While our base case from a planning perspective remains progression to the final analysis in 2028, reaching the interim analysis represents an important milestone as we continue to advance imetelstat's potential beyond lower-risk MDS. An earlier positive outcome would represent an upside scenario to our planning. I will now hand it over to Michelle to walk through the financials.

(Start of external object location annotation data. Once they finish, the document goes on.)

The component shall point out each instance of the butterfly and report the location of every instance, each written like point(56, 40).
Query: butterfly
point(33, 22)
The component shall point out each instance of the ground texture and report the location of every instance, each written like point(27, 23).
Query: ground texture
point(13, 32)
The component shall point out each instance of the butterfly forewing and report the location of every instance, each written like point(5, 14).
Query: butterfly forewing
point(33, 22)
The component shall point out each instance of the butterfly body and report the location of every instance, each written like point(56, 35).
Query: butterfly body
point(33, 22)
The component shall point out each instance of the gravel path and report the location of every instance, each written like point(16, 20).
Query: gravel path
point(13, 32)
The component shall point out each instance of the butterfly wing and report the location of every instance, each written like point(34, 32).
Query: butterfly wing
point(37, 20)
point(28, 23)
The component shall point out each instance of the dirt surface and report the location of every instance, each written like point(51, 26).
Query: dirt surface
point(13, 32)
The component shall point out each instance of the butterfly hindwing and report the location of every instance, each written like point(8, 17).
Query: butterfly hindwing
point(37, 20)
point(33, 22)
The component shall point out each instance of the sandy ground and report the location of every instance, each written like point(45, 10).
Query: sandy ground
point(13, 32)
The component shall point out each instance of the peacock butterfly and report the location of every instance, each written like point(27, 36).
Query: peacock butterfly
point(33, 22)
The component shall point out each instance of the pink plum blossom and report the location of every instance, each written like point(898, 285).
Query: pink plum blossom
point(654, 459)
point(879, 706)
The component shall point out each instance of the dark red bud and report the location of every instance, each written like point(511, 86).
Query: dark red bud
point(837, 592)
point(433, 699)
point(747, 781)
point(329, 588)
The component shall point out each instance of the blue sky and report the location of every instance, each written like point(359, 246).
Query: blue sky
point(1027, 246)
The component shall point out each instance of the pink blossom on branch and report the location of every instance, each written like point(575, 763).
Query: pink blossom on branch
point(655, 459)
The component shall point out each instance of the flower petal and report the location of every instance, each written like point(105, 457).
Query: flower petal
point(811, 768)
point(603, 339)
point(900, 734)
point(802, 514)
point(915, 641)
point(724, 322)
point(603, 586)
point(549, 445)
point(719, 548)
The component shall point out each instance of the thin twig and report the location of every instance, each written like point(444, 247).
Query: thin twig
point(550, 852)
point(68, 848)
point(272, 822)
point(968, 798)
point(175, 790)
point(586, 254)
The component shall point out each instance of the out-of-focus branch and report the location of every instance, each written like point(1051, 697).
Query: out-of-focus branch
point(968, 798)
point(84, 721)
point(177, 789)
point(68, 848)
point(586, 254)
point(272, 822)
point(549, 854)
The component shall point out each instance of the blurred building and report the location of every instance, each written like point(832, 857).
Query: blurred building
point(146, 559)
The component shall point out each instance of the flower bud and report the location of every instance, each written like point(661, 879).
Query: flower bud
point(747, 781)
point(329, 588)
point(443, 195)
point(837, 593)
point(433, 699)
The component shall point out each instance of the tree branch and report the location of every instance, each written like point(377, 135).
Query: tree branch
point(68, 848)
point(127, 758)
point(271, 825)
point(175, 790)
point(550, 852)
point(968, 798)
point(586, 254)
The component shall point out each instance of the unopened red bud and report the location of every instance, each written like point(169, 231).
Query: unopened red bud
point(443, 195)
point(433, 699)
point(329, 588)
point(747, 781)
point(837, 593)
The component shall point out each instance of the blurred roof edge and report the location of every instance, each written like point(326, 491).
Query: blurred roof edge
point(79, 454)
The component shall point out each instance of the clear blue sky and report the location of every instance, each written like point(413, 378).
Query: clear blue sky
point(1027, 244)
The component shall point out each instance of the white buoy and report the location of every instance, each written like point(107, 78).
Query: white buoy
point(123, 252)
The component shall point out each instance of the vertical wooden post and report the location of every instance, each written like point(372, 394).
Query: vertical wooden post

Michelle Robertson: Thank you, Joe, and good morning, everyone. For more detailed results from the fourth quarter and full year, please refer to the press release we issued this morning, which is available on our website. Q4 and full year 2025 reflect both the progress we made with Rytelo and the financial discipline we exercised to manage operating expenses and provide the flexibility to make the best investments that have the potential to drive near and long term value. In the fourth quarter, total net revenue for the three months ended 12/31/2025 was $48,000,000 compared to $47,000,000 in 2024.
For the full year 2025, total net revenue was $184,000,000 compared to $76,000,000 for the full year 2024, reflecting a full year of Rytelo commercial availability. Gross-to-net deductions increased to 17.7% for the twelve months ending 12/31/2025, compared to 14.5% for the same period last year. As volume increased, there was wider 340B utilization and expanded GPO contracting, which we foresee going forward as the business matures. For 2026, we expect gross-to-net to be in the high teens to low 20s. Research and development expenses for the three and twelve months ended 12/31/2025 were $16,000,000 and $74,000,000 respectively, compared to $23,000,000 and $104,000,000 for the same period in 2024.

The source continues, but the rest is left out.